West Bengal: Rising Resistance
WEST Bengal is witnessing rising resistance and mass activities against the misrule and terror tactics of the Trinamul Congress. The Bengal Platform of Mass Organisations (BPMO) had organised jathas to cover 64,000 polling booths in the state. The rest of the 17,000 booths were to be covered later. These jathas took place between November 14 to 30. According to the reports received so far, over 60,000 booths were touched by around 18,000 jathas. Approximately, 16 lakh people participated in the jathas.
West Bengal is unlike any other state in the country as far as attacks on democratic rights and suppression of democracy are concerned. This is evident from the numerous attacks on a programme which would be considered as normal political activity in the rest of India. The leader of the opposition and state secretary of the CPI(M), Surjya Kanta Mishra, was pushed to the ground when TMC men unsuccessfully sought to stop the march at Narayangarh, his assembly constituency. In Mayureswar, in Birbhum district, TMC goons armed with iron rods and sticks assaulted and injured Ramchandra Dom, Central Committee member and others. A former MLA, Dhiren Let was badly beaten and humiliated. Within two days, a big rally was held at Mayureswar to protest the attack and to assert the right of the people to protest.

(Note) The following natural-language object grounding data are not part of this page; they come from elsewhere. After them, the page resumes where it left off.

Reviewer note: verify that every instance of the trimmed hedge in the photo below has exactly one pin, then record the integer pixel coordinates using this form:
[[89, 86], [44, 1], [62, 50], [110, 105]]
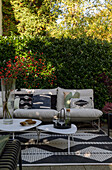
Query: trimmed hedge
[[78, 62]]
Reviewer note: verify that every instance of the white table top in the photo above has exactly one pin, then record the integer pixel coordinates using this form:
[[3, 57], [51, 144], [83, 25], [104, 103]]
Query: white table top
[[16, 126], [50, 128]]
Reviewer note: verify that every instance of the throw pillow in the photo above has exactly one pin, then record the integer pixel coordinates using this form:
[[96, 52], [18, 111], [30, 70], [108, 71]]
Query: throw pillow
[[68, 96], [54, 102], [84, 102], [25, 100], [41, 101]]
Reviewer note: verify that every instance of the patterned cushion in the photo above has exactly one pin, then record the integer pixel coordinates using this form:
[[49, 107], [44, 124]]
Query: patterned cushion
[[25, 100], [83, 93], [41, 101], [84, 102], [54, 102], [68, 96]]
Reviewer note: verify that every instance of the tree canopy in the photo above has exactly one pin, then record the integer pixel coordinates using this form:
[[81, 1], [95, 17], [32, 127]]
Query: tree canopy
[[91, 18]]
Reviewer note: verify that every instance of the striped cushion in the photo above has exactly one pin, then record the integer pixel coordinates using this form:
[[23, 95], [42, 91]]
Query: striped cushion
[[25, 100], [41, 101]]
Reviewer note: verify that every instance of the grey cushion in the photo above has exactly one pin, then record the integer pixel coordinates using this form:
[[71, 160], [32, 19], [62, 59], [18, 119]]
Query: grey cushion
[[83, 93], [42, 114], [41, 101], [85, 114], [82, 103]]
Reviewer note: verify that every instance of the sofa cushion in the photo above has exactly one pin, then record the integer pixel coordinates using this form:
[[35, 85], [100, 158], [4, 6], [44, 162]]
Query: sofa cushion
[[68, 96], [83, 93], [40, 91], [84, 102], [85, 114], [41, 101], [42, 114], [16, 103], [25, 100], [54, 102]]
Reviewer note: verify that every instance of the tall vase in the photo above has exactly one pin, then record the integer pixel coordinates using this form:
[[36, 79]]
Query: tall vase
[[8, 94]]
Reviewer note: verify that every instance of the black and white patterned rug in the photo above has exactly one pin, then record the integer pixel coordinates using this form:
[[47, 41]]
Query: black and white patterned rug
[[86, 148]]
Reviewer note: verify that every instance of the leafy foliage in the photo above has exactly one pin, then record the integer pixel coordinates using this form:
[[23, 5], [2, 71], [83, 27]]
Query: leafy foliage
[[77, 63]]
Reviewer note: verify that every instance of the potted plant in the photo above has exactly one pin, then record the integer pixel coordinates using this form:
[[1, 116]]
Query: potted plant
[[107, 109]]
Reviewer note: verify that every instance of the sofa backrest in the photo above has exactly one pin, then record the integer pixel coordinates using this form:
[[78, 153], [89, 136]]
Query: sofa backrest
[[83, 93], [38, 91]]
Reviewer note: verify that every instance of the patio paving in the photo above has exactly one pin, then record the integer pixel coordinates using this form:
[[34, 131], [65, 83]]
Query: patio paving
[[73, 167]]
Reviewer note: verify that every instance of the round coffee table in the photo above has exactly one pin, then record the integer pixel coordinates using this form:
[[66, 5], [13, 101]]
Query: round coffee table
[[50, 128], [16, 126]]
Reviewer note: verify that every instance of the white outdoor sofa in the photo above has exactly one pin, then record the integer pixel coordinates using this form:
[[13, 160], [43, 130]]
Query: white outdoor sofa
[[47, 112]]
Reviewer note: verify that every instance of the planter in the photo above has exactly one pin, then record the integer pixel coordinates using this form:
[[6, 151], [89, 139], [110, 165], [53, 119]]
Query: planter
[[8, 94]]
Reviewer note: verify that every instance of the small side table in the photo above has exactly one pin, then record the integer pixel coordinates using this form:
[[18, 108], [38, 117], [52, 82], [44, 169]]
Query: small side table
[[109, 122]]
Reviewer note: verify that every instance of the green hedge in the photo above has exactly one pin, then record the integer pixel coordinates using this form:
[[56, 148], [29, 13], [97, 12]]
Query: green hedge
[[78, 62]]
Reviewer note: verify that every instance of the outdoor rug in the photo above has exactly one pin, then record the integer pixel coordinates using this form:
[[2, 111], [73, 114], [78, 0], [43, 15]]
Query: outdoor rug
[[86, 148]]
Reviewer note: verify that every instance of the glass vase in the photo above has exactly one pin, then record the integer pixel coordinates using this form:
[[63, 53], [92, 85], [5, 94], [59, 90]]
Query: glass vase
[[8, 94]]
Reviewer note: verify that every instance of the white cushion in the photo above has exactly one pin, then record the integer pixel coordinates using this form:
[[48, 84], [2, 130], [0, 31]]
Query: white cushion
[[35, 113], [38, 91], [83, 93], [16, 103], [75, 102], [85, 114]]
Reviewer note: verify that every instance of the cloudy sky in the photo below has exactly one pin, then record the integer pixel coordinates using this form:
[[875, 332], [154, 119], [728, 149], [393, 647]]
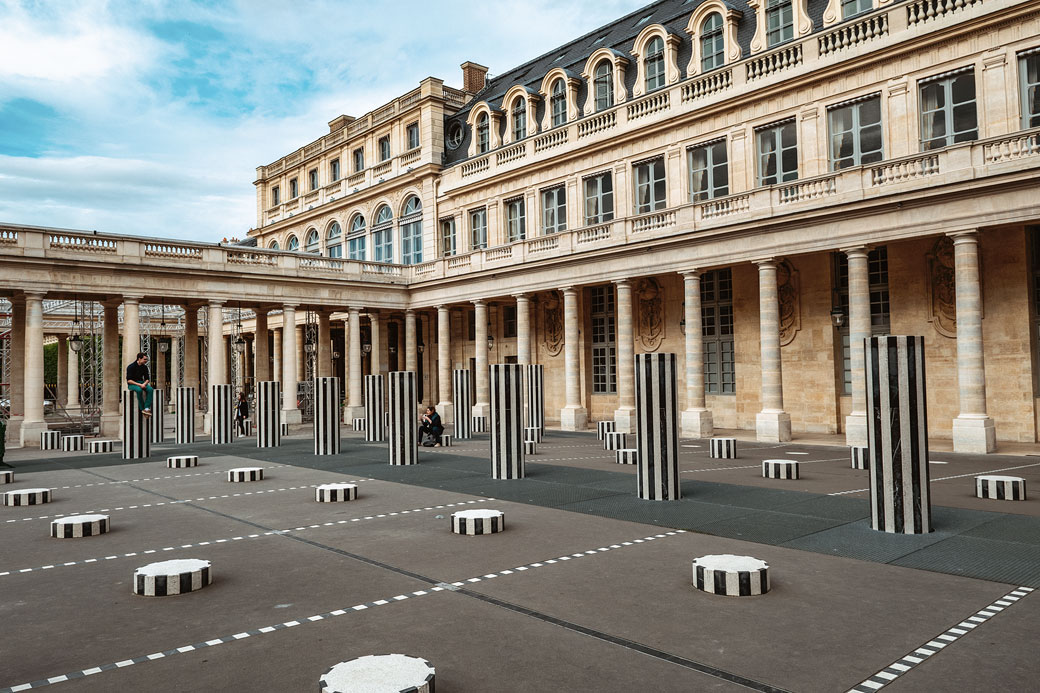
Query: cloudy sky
[[150, 118]]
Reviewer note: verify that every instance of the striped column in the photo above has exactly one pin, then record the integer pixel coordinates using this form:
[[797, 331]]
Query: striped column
[[374, 425], [898, 435], [656, 427], [327, 415], [404, 420], [462, 398], [223, 406], [185, 415], [268, 413], [136, 435]]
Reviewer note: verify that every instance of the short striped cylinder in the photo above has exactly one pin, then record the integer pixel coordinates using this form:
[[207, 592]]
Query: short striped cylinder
[[779, 468], [76, 527], [507, 421], [401, 433], [50, 439], [477, 521], [380, 672], [169, 578], [72, 443], [626, 456], [723, 448], [335, 492], [27, 496], [268, 412], [136, 434], [462, 401], [182, 461], [656, 427], [374, 421], [897, 435], [534, 385], [184, 424], [999, 487], [731, 575], [245, 475], [327, 415]]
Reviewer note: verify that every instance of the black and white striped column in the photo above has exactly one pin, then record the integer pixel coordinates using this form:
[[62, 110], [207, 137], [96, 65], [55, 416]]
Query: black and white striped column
[[404, 390], [327, 415], [136, 434], [898, 435], [507, 421], [462, 400], [656, 427], [185, 415], [374, 421], [224, 414]]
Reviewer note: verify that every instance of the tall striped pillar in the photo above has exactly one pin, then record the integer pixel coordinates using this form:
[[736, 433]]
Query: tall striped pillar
[[136, 434], [535, 394], [462, 398], [268, 413], [507, 421], [404, 392], [656, 427], [185, 415], [897, 435], [327, 415], [223, 406], [374, 422]]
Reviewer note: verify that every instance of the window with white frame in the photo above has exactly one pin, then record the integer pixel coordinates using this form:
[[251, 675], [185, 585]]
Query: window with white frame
[[947, 110], [649, 185], [777, 153], [708, 171], [855, 133], [553, 210]]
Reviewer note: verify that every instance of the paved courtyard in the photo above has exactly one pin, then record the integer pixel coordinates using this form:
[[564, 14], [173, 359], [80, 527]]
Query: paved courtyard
[[589, 588]]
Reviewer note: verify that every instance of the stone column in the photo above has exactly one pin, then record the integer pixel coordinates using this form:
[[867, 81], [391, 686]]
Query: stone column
[[772, 424], [483, 405], [973, 431], [624, 416], [444, 365], [859, 329], [697, 419], [573, 416]]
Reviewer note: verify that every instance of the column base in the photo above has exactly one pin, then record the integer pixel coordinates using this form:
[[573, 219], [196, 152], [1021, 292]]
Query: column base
[[573, 418], [697, 424], [773, 427], [975, 434]]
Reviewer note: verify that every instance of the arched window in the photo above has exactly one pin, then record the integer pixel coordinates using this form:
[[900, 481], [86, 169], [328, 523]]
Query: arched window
[[604, 85], [559, 103], [411, 232], [712, 46], [654, 63], [333, 240], [383, 235]]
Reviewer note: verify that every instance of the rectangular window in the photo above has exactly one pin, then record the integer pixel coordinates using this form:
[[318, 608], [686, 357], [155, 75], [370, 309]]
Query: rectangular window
[[516, 221], [708, 171], [604, 366], [478, 228], [777, 153], [553, 210], [599, 199], [947, 110], [717, 331], [855, 133], [649, 185]]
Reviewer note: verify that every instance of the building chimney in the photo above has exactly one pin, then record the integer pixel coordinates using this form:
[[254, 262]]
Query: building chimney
[[473, 77]]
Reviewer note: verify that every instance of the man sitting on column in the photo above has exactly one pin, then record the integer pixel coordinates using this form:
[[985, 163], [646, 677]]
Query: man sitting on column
[[140, 383]]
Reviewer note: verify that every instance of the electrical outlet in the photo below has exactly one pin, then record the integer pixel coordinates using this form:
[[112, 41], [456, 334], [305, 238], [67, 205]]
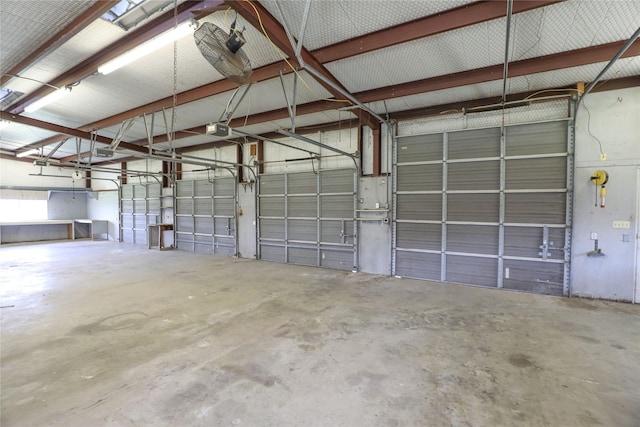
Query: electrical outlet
[[621, 224]]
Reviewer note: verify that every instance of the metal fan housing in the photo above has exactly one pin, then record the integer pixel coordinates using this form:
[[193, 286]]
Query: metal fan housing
[[212, 42]]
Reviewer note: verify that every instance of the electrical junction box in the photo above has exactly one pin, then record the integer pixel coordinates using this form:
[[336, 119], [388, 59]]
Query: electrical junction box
[[218, 129], [621, 224]]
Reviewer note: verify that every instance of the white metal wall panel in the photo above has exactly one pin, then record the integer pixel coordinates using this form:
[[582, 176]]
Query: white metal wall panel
[[308, 218], [488, 206], [206, 216]]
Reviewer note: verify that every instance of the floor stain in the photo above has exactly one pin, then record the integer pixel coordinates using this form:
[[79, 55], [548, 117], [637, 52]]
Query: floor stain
[[520, 361], [131, 320]]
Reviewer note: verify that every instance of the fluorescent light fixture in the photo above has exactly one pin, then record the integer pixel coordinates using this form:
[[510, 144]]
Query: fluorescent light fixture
[[53, 96], [103, 152], [27, 153], [152, 45]]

Scores of attacks took place in various districts like West Midnapore, Burdwan, Murshidabad, Hooghly, Howrah and many other places. However, despite all these attacks, the jathas went ahead rallying supporters and connecting with the people. Why has the TMC under Mamata Banerjee adopted such a repressive approach? The main purpose of these goonda attacks was to try and prevent the left mass organisations from forging links with the people. The ruling party was also alarmed at the response these jathas were receiving from the people.
The jathas highlighted the worsening plight of the people under four and a half years of the Mamata Banerjee government: the farmers' distress, the starving tea garden workers, the lack of relief for the flood affected people, the growing ranks of the unemployed youth and the epidemic of attacks on women. The jathas saw the active participation of all these affected sections of people. This has also provoked the violent assaults.
The spectre of the Saradha scam continues to haunt the Mamata regime. After vehemently denying any involvement of her ministers and leaders in the scandal, the chief minister has now changed tack. After, Madan Mitra, her minister till recently, was sent to jail after his bail was cancelled and the CBI stepped up investigations, Mamata Banerjee has said that, "Individuals can be thieves, but not a party." This indirect admission betrays nervousness at the prospects of further revelations against her party and government.
The jathas are an important link in the gathering resistance to the anti-people, goonda raj in West Bengal. Earlier the march to the secretariat and the September 2 strike indicated the determination of the Left cadres and the popular response. Mamata Banerjee and the TMC will be forced to realise that violence and repression cannot suppress popular protests and movements.